What's next for the trial and Murdoch's media empire?

The trial is set to begin on April 17 and will run for five weeks.

But summary judgements can often prompt parties to settle — an option they can take up at any time — and would mean the trial would be off and the details potentially kept secret.

If the trial does go ahead, it's sure to be a media spectacle.

The trial is set to begin on April 17, at the Superior Court in Wilmington, Delaware. (ABC News: Bradley McLennan)

The private communications of some of Fox's most popular personalities will be further pored over in front of a jury.

It's possible some of those same stars — Sean Hannity, Tucker Carlson and Laura Ingraham — and Rupert Murdoch himself could be called as witnesses.

"Judges prefer live testimony. If the people are available, I prefer live witnesses," Judge Eric Davis told the court in wrapping up the summary judgement hearing.

Fox has bounced back from its temporary ratings lull, and the corporation remains a highly profitable vehicle, making almost $3 billion last financial year.

But legal costs are mounting. Dominion wants $1.6 billion in damages, and it's not the only party intent on sending Fox the bill.

Abby Grossberg, a former producer on Bartiromo and Tucker's shows, filed a suit against the network last week claiming that she was coerced into giving misleading testimony in the Dominion lawsuit.

Fox is also preparing for another defamation case being brought by a separate electronic voting tech company, Smartmatic — this one for $US2.7 billion.

Smartmatic's case hinges on similar claims of defamation regarding its technology in the wake of the 2020 election.

David Cohen, the New York Supreme Court justice overseeing Smartmatic's suit, has so far determined that "at a minimum, Fox News turned a blind eye to a litany of outrageous claims".

And he has indicated that Smartmatic has enough evidence to "allow a jury to infer that Fox News acted with actual malice".

Meanwhile, Murdoch's eldest son and Fox Corporation CEO Lachlan, who features in Dominion's and Smartmatic's claims, has his own court date in Australia later this year. 

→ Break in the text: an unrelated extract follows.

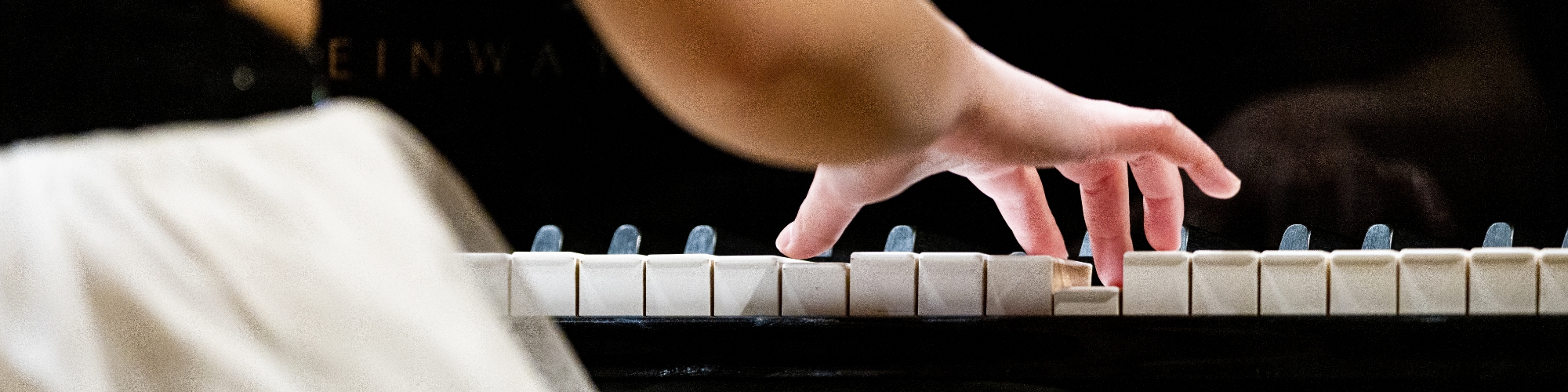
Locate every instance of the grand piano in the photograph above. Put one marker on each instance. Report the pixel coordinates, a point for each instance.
(531, 109)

Lachlan Murdoch is suing Crikey News for defamation over a 2022 article describing the Murdoch family as "unindicted co-conspirators" in the US Capitol riot. (Reuters: Brendan McDermid)

He alleges a Crikey News article by political editor Bernard Keane defamed him in referring to his family as "unindicted co-conspirators" in the US Capitol riots.

Lawyers for Crikey's publisher have confirmed they are closely watching the Dominion case against Fox News and considering any implications it may have for their defence.

As the 45th president prepares for a possible indictment, his false claims of a stolen election will echo through the courts in the months to come.